At least the ugly, the scarred or deformed, were given pity ; awe was reserved for the truly beautiful, but at least the ugly were given some quarter; either way, both received attention from the people who passed.
She stared at her half-empty glass, chastising herself for thinking this way. She'd never been the type to indulge in the false luxury of self-pity—well, maybe once, long ago in dead yesterday, when she’d been younger and so damnably foolish and was quick to spill the contents of her heart; yes, then, probably at least once; but now—now these evenings of quiet soul-searching were the closest she ever came...still, there could be found, from time to time, when one person too many failed to return a look or a smile or an “Hello,” a certain edge in her voice, not quite bitter but more than dark enough, intended to cut not whomever she spoke with but herself.

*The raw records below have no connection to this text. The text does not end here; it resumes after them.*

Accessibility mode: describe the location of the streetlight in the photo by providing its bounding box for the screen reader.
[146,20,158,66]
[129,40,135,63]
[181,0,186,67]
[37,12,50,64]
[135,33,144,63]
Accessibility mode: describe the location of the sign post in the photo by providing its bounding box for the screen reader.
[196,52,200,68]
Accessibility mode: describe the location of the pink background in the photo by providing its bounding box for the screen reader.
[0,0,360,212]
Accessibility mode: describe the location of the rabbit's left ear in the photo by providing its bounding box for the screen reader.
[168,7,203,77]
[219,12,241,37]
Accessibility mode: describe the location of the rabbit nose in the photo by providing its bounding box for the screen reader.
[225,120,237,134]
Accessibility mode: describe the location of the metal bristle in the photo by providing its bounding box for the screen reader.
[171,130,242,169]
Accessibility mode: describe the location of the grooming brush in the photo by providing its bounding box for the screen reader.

Call it resignation.
For at least the ugly were given pity.
The plain were simply left alone.
At the bar a woman laughed a little too loudly at a joke told by the man sitting two stools to her left. The woman took a second to catch her breath and regroup, her eyes fixed solidly on the man's face, just long enough so he'd know she was appraising him, making a decision, then the moment of truth arrived and she gathered her drink and her purse and gracefully, promisingly, with perhaps a bit more stretch-and-wiggle than was needed, moved closer to him.